Radioactive iodine treatment is so successful at treating hyperthyroidism that it has virtually replaced thyroid surgery. To the nearest full day, determine how long it will take for 400 millicuries of I-131, which has a half-life of 8 days, to decay to 3.125 millicuries.
56 days,
7 days,
128 days,
or
8 days
which one is it?
3.125/400 = (1/2)^(t/8)
(if t is in days)
7.8125*10^-3 = (1/2)^(t/8)
t/8 = Log(7.8125*19^-3)/Log(1/2)
= 7
t = 56 days
thank you so much!!
To determine the time it takes for the radioactive iodine to decay from 400 millicuries to 3.125 millicuries, we can use the formula for radioactive decay:
Amount remaining = Initial amount * (1/2)^(time/half-life)
Let's solve this step-by-step:
1. Initial amount = 400 millicuries
Amount remaining = 3.125 millicuries
Half-life = 8 days
2. Rearranging the formula, we have:
(1/2)^(time/half-life) = Amount remaining / Initial amount
3. Substituting the given values:
(1/2)^(time/8) = 3.125 / 400
4. Taking the logarithm (base 1/2) of both sides:
log(base 1/2)[(1/2)^(time/8)] = log(base 1/2)[3.125 / 400]

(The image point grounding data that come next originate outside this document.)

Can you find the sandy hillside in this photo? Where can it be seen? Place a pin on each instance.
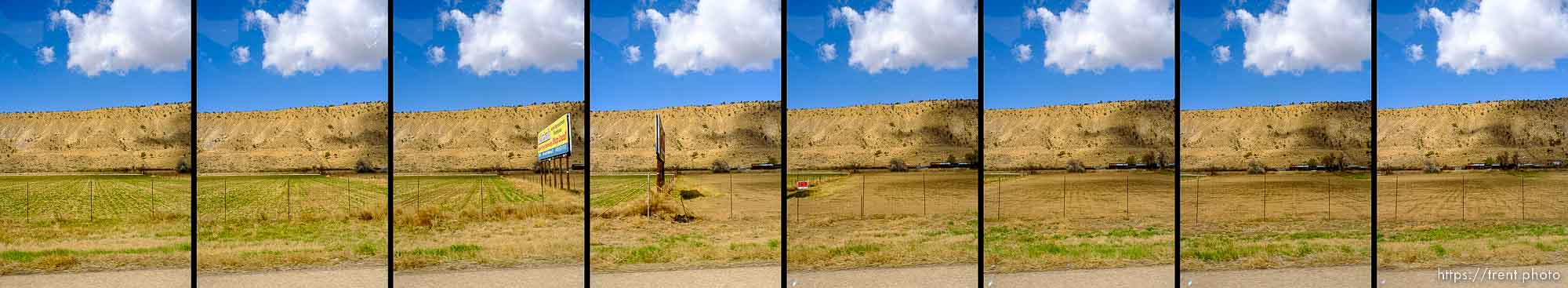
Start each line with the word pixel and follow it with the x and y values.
pixel 479 140
pixel 1277 137
pixel 739 133
pixel 1456 135
pixel 292 140
pixel 1095 133
pixel 122 138
pixel 874 135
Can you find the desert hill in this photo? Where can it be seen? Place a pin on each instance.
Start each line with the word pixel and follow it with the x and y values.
pixel 1095 133
pixel 292 140
pixel 874 135
pixel 123 138
pixel 738 133
pixel 479 140
pixel 1454 135
pixel 1276 137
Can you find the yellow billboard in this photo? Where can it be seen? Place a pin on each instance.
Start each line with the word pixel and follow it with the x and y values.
pixel 556 140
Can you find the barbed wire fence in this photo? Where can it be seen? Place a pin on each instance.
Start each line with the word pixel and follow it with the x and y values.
pixel 1439 198
pixel 1279 198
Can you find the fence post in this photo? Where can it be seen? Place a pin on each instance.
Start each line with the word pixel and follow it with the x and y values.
pixel 288 199
pixel 731 195
pixel 1330 199
pixel 153 202
pixel 648 201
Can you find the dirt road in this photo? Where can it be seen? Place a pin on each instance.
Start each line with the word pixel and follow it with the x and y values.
pixel 901 278
pixel 1294 278
pixel 728 278
pixel 1150 276
pixel 118 279
pixel 1431 278
pixel 350 278
pixel 562 276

5. Simplifying the left side:
time/8 = log(base 1/2)(3.125 / 400)
6. Applying the change of base formula:
time/8 = log(3.125 / 400) / log(1/2)
7. Evaluating the logarithms using a calculator:
time/8 ≈ -1.1705 / -0.3010
8. Solving for time:
time ≈ 8 * (-1.1705 / -0.3010)
Calculating the approximation, we find:
time ≈ 31.4901 days
Rounding the result to the nearest full day, we have:
time ≈ 31 days
Therefore, it will take approximately 31 days (nearest full day) for 400 millicuries of I-131 to decay to 3.125 millicuries.
None of the given answer choices match the correct result.
To determine the time it will take for 400 millicuries of I-131 to decay to 3.125 millicuries, we need to use the concept of half-life.
The half-life of I-131 is given as 8 days, which means that in 8 days, half of the initial amount will have decayed. After another 8 days, half of what is remaining will decay, and so on.
To solve this problem, we can use the formula for exponential decay:
N(t) = N0 * (1/2)^(t/h),
where N(t) is the amount at time t, N0 is the initial amount, t is the time, and h is the half-life.
In our case, N0 is 400 millicuries, N(t) is 3.125 millicuries, and h is 8 days. We need to solve for t.
3.125 = 400 * (1/2)^(t/8)
Dividing both sides by 400, we get:
0.0078125 = (1/2)^(t/8)
Now, let's take the logarithm of both sides to get rid of the exponent:
log(0.0078125) = log((1/2)^(t/8))
Using logarithm properties, we can bring down the exponent:
log(0.0078125) = (t/8) * log(1/2)
Rearranging the equation to solve for t:
t/8 = log(0.0078125) / log(1/2)
Using a calculator, evaluate the right side:
t/8 ≈ -6.997
To solve for t, multiply both sides by 8:
t ≈ -6.997 * 8
t ≈ -55.98
The time cannot be negative, so we take the absolute value:
t ≈ 55.98
Therefore, to the nearest full day, it will take approximately 56 days for 400 millicuries of I-131 to decay to 3.125 millicuries.
Therefore, the correct answer is 56 days.